In 1928 a barrister from England also came and made Rasul Lodge his workplace. This young lawyer called Fakhruddin Ali Ahmed was destined later on to become the President of India. Ahmed was Ikram Rasul’s first cousin and it is while staying at Rasul Lodge that he started practicing law, and also began his political career.

Rasul Lodge has had some other very interesting occupants as well. Ikram Rasul’s brother, Rafiqur Rasul, who was popularly known as Moina Mouzadar was one of them. Moina Mouzadar was the person who started the first cinema hall in the Assam province. Early trials of the cinema (bioscope) were held in the first floor drawing room of Rasul Lodge with the help of a generator that was also a novel thing those days. Even today old chairs of the “first class” and cinema tickets used by Moina Mouzadar’s Kamrup Cinema Company is preserved by the family.

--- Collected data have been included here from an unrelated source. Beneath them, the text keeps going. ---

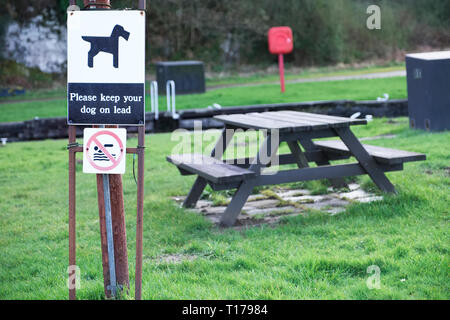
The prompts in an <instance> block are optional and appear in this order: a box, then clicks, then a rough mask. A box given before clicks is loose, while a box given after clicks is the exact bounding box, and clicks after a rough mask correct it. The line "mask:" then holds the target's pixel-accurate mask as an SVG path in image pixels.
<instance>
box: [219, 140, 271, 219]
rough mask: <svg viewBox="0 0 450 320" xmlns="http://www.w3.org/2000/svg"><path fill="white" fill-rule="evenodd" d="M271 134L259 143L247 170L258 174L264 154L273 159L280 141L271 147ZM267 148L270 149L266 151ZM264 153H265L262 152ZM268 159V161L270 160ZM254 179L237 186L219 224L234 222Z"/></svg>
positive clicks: (241, 209)
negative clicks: (254, 157) (236, 189)
mask: <svg viewBox="0 0 450 320" xmlns="http://www.w3.org/2000/svg"><path fill="white" fill-rule="evenodd" d="M274 142H275V141H273V139H272V136H271V135H270V134H268V135H267V136H266V138H265V140H264V142H263V144H262V145H261V147H260V149H259V151H258V154H257V155H256V157H255V159H254V160H253V162H252V164H251V165H250V167H249V170H252V171H255V172H257V174H258V175H259V174H260V172H261V168H262V167H264V166H265V165H267V164H268V163H267V164H262V163H261V158H262V157H263V156H264V155H267V156H268V158H269V159H271V160H272V159H273V157H274V155H275V154H276V153H277V151H278V147H279V145H280V142H279V141H277V144H275V145H274V147H272V143H274ZM268 150H270V151H269V152H268ZM264 153H265V154H264ZM271 160H270V161H271ZM255 184H256V179H255V178H253V179H250V180H246V181H243V182H242V183H241V185H240V186H239V188H238V189H237V190H236V192H235V193H234V195H233V198H232V199H231V201H230V203H229V204H228V206H227V208H226V209H225V212H224V213H223V214H222V216H221V218H220V224H221V225H223V226H227V227H230V226H232V225H233V224H234V223H235V222H236V219H237V217H238V215H239V213H241V210H242V208H243V207H244V205H245V202H247V199H248V197H249V196H250V194H251V193H252V191H253V188H254V187H255Z"/></svg>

As mouzadar of Panbari mouza that spread over a vast area from Panbari to Mirza, embracing almost entire Guwahati (excluding Beltola), Moina Mauzadar accumulated good money. He was a dynamic entrepreneur, and the second person in Guwahati to own two city buses in the 1930s. The buses, Queen and Nassiran, shared place of pride with the family phaeton in the campus of the house.

The taste of Rasul Lodge’s residents is evident in the century-old furniture that graces its rooms. Most of the furniture, made of pure Burma teak, was procured from Messrs Hall and Anderson and Whiteway, two famous furniture shops of Calcutta in those days. In 1927 when electricity was introduced in town, Rasul Lodge was one of the first houses to acquire a connection and unique chandeliers and lamps from Belgium were bought to add to its style.

 

The Rasul family was closely associated with the Indian National Congress. Several Congress stalwarts not only visited the house but also stayed here. Jawaharlal Nehru stayed at Rasul Lodge for a few days in 1942. Ikram Rasul’s three surviving sons, Ataur Rasul, Ejaj Rasul and Imtiaz Rasul recall with nostalgia how Shaikh Brothers cheese straws were invariably served to Nehru during breakfast because he was so very fond of them. Khan Bahadur Mustaq Ahmed Girmani, who later became the governor of the Northwest Frontier Province of Pakistan was also a gust at the house. While fleeing from the police, Aruna Asaf Ali stayed here for several days. In 1945 Maulana Abul Kalam Azad also visited the Lodge. So did Rajendra Prasad and V V Giri later on.